Однако с нимфеткой Розой Ла Туш дело обернулось по-другому. Джон стремился на ней жениться, несмотря на несколько десятков лет разницы в возрасте. Мать Розы не была в восторге от его намерения. Она поступила мудро, связавшись с Эффи, которая в подтверждение собственной правоты в отношениях с Джоном рассказала ей об интимных подробностях (точнее, об их отсутствии) своего с ним брака. Это стало концом надежд Джона на женитьбу на расцветавшей Розе.
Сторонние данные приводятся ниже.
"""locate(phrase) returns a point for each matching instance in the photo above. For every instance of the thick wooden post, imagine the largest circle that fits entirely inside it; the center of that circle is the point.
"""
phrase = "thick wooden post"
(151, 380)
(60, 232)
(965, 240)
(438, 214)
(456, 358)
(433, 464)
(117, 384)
Он умер девственником; единственным выходом его сексуальной энергии была мастурбация, поскольку пожизненно соблюдавшийся им целибат определялся отвращением, испытывавшимся им к телу взрослой женщины.
Сэр Исаак Ньютон врачевал разбитое сердце
Сэр Исаак Ньютон был либо девственником, либо почти всю жизнь соблюдал целибат. Его единственная сильная любовь осталась нереализованной, и началась она достаточно поздно в его жизни, когда ему было уже прилично за сорок. Его компаньоном стал Фатио де Дюилье, привлекательный двадцатитрехлетний швейцарский математик. Фатио жил в Лондоне, разделял страсть Ньютона к их общей научной дисциплине и отвечал взаимностью на его привязанность. На протяжении шести лет они были неразлучны. Потом Фатио серьезно заболел. Одновременно он был потрясен тревожными новостями о семье и финансовом кризисе в Швейцарии. Какое-то время казалось, что ему придется вернуться домой. От этой мысли Ньютон становился сам не свой и умолял его переехать в Кембридж, откуда получил предложения на работу преподавателем и где мог бы поддержать своего компаньона. По причинам, оставшимся неизвестными, Фатио отклонил его предложение, и в 1693 г. они с Ньютоном разорвали отношения.
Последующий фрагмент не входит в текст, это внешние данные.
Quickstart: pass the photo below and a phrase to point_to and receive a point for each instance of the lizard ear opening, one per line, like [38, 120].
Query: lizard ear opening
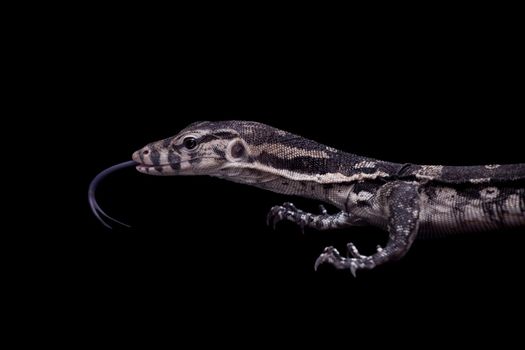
[236, 150]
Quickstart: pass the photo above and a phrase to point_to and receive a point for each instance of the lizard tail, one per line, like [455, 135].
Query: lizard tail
[95, 208]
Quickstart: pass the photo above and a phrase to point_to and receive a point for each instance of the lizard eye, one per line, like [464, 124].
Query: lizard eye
[189, 142]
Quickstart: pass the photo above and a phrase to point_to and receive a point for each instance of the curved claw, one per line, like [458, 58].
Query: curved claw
[353, 251]
[278, 212]
[275, 215]
[95, 208]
Прямым результатом этого было погружение Ньютона в исступленную, бредовую депрессию. Он стал параноидально подозрительным и набрасывался на друзей, обвиняя их в том, что они бросили его и предали. «Сэр, – писал он Джону Локку, – придерживаясь мнения о том, что вы постарались впутать меня в истории с женщинами, а также действовали другими средствами, которые нанесли мне большой ущерб… лучше б вы сдохли». Сэмюэлю Пипсу он направил официальное уведомление об окончании их дружбы. После того как его друзья реагировали на такие выходки по-доброму и с пониманием, он извинялся, возлагая вину за неспровоцированные нападки на бессонницу.
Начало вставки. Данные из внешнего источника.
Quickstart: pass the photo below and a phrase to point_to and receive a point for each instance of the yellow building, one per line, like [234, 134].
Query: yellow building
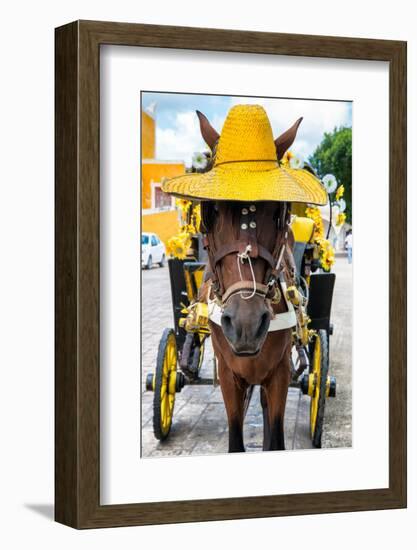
[155, 170]
[158, 209]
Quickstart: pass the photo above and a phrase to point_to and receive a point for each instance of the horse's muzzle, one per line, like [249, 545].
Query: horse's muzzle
[245, 324]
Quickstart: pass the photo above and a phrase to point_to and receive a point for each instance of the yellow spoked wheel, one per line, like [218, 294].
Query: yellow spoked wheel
[165, 385]
[317, 386]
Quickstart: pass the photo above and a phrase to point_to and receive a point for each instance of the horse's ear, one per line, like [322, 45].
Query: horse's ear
[285, 140]
[209, 134]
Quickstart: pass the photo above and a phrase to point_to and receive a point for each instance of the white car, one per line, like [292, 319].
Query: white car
[153, 250]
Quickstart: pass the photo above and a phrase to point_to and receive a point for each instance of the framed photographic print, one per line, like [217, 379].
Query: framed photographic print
[230, 274]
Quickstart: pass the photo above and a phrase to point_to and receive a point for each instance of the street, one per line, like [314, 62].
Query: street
[199, 420]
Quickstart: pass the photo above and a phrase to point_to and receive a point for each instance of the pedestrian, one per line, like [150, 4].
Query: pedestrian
[348, 245]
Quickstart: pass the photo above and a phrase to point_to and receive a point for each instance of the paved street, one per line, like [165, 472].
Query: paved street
[199, 422]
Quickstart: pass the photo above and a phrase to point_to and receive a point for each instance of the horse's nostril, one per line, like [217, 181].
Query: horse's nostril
[263, 325]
Ньютон пребывал в состоянии глубокой депрессии восемнадцать месяцев. Эмоционально ему удалось оправиться, но творческие научные способности в полном объеме так к нему и не вернулись. Вместо творческой работы он был назначен на Королевский монетный двор – сначала в качестве смотрителя, а потом мастера с высокой зарплатой. Хотя эта должность обычно рассматривалась как синекура, он решил отнестись к своим обязанностям серьезно. Ученый рассматривал себя как сторожевого пса национальной валюты, разыскивал и преследовал фальшивомонетчиков с таким же накалом страсти, с каким раньше относился к Фатио. В результате его стараний часть этих преступников закончили жизнь на виселице. Возможно, они становились жертвами такой же тлевшей в нем ярости, какую раньше он испытывал к некоторым своим друзьям.